Tuesday, December 23, 2025

Holiday Trading, Inflation Data and Other Key Things to Watch this Week

Markets enter the final full week of 2025 with a significantly abbreviated trading schedule as the Christmas holiday brings early closures and reduced participation that will likely result in light volume and muted price action.

Wednesday features an early 1:00pm close for Christmas Eve, followed by markets closed Thursday for Christmas Day, before normal trading hours resume on Friday.

Despite the holiday-shortened schedule, the week delivers several important economic releases including Monday’s Core PCE Price Index, Tuesday’s Q3 GDP revision and consumer confidence data, and Wednesday morning’s durable goods orders and initial jobless claims before the early close.

The light earnings calendar and reduced institutional participation create an environment where technical factors and year-end positioning adjustments may drive price action more than fundamental developments.

Markets will be digesting last week’s economic data deluge that included mixed employment numbers, stubborn inflation readings, and earnings from Micron (MU), FedEx (FDX), and Nike (NKE) as participants look ahead to final 2025 positioning and early 2026 outlook development.

Here are 5 things to watch this week in the Market.

Core PCE and Final Inflation Assessment

Monday’s Core PCE Price Index at 10:00am represents the Federal Reserve’s preferred inflation measure and serves as a final comprehensive inflation checkpoint before year-end, following last week’s concerning CPI data that showed persistent price pressures.

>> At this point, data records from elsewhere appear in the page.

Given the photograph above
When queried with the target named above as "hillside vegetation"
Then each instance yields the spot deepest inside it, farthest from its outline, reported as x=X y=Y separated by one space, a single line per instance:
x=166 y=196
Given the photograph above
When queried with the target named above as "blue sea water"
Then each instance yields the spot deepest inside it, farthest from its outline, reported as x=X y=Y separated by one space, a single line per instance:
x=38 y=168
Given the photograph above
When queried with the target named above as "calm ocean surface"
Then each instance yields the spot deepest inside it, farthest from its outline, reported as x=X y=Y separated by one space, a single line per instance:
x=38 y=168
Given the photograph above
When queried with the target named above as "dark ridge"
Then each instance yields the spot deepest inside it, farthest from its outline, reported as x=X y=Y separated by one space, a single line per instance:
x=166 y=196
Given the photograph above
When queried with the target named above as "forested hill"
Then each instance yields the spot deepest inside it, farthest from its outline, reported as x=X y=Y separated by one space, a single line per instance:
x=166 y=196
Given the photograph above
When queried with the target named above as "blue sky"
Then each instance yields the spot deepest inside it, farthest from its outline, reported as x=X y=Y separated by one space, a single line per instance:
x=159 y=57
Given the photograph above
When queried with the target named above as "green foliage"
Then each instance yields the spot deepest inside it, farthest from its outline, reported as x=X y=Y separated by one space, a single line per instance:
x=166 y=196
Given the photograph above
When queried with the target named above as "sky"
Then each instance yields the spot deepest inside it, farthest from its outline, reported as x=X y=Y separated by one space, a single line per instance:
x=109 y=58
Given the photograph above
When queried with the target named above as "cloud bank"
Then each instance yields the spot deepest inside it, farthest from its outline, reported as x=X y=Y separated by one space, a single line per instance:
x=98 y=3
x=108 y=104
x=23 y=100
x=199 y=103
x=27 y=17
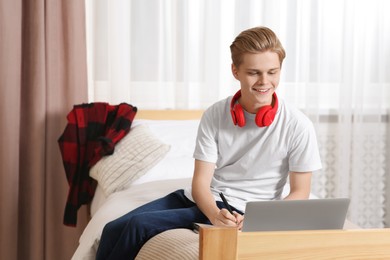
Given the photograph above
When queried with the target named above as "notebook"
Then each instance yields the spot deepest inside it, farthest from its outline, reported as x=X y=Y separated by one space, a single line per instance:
x=283 y=215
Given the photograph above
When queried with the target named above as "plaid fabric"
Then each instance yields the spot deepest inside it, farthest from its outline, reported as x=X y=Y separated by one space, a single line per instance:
x=92 y=132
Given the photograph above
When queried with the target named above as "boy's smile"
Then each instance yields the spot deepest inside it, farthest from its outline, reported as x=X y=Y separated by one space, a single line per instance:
x=259 y=75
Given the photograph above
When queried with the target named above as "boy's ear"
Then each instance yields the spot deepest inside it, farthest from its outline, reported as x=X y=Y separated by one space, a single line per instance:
x=234 y=71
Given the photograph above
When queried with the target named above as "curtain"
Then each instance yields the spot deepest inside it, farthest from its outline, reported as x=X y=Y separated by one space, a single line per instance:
x=42 y=74
x=175 y=55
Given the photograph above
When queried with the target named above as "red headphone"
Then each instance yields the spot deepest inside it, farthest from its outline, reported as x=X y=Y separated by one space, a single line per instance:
x=264 y=117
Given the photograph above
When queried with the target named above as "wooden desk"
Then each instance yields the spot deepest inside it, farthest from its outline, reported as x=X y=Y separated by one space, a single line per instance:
x=228 y=243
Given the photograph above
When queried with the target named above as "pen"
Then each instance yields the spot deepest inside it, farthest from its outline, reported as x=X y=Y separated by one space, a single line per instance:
x=226 y=203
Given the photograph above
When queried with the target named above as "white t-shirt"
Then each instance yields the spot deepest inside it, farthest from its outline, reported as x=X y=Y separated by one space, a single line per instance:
x=252 y=163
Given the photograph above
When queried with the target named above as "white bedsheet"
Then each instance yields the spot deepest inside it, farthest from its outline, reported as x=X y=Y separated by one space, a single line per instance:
x=118 y=204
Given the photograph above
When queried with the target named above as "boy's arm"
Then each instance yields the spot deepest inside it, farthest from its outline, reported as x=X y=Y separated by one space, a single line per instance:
x=203 y=197
x=300 y=184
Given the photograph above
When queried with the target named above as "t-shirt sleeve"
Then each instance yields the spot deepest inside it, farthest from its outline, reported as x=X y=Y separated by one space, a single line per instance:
x=304 y=153
x=206 y=147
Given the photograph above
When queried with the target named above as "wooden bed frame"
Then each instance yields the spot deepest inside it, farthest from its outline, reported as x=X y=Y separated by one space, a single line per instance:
x=228 y=243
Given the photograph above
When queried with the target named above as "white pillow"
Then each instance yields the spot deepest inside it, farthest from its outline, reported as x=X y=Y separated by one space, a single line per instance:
x=134 y=155
x=179 y=161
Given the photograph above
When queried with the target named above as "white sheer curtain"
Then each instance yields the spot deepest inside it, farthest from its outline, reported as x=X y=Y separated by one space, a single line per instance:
x=175 y=55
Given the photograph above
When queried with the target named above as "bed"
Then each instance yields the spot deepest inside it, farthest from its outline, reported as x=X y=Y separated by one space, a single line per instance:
x=159 y=162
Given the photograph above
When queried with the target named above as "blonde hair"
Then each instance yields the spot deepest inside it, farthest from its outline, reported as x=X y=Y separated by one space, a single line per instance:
x=255 y=40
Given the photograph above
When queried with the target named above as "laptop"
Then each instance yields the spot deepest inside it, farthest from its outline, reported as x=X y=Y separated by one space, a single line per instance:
x=283 y=215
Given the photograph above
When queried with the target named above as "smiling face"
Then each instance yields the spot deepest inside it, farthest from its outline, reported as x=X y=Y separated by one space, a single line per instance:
x=259 y=75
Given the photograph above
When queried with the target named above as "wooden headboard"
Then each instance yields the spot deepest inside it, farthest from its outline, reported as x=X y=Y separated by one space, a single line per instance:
x=169 y=114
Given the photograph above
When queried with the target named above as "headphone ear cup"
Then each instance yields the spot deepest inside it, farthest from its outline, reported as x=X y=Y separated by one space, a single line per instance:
x=239 y=117
x=265 y=116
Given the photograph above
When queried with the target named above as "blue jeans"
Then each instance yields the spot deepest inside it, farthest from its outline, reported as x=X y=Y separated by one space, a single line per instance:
x=123 y=238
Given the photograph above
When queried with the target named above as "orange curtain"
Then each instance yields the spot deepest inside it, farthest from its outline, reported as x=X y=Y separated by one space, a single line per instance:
x=42 y=74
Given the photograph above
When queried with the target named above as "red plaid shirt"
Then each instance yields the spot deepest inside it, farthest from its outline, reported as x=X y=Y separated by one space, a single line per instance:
x=92 y=132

Both month-over-month and year-over-year readings will be analyzed for evidence supporting or contradicting the sticky inflation narrative that has complicated the Fed’s policy outlook heading into 2026. The PCE report often provides different perspectives than CPI due to methodological differences in weighting and components, making the comparison between the two measures particularly important for understanding complete inflation dynamics. Any significant upside surprise could reinforce concerns that the Fed may need to pause its cutting cycle earlier than previously expected, while benign readings could provide some relief heading into the new year. The timing on the Monday before Christmas creates potential for muted market reactions given reduced participation, though any major deviation from expectations could still trigger positioning adjustments in rate-sensitive sectors before the holiday break.